Ob Aggravation vorliegt, hat grundsätzlich (zuerst) der psychiatrische Facharzt zu beurteilen, der die versicherte Person persönlich untersucht hat und Kenntnis der Vorakten hat. Im konkreten Fall verbieten dessen Ausführungen die Annahme von Aggravation. So bemerkte der Spezialist zwar Auffälligkeiten im Verhalten, hielt jedoch fest, dass das Vorhandensein einer dissoziativen Störung im Gesamtkontext überwiegend wahrscheinlich sei, während das Vorhandensein einer Simulation lediglich möglich erscheine. Das kantonale Gericht erwähnte diese Äusserungen nicht, geschweige denn würdigte es diese, was vom Bundesgericht kritisiert wird.

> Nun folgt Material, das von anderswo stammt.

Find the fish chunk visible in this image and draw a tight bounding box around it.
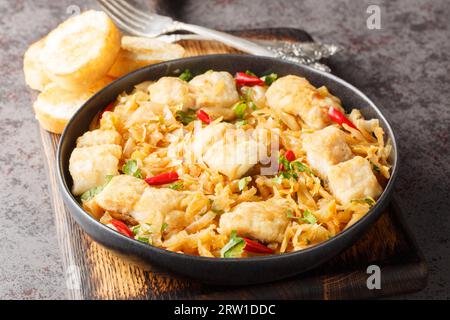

Auch wo Hinweise auf Aggravation bestehen, hat eine vertiefte Prüfung hinsichtlich der funktionellen Beeinträchtigung der Störung zu erfolgen. Das kantonale Gericht ignorierte dabei zahlreiche massgebende Aspekte wie den „Behandlungs- und Eingliederungserfolg oder -resistenz“, die „Komorbiditäten“, die „Persönlichkeitsdiagnostik und persönliche Ressourcen“ sowie den „Leidensdruck“, was das Bundesgericht nicht zulässt: Auf Beschwerde von schadenanwaelte hebt es den kantonalen Entscheid auf und verpflichtet das kantonale Gericht, ein Gerichtsgutachten einzuholen.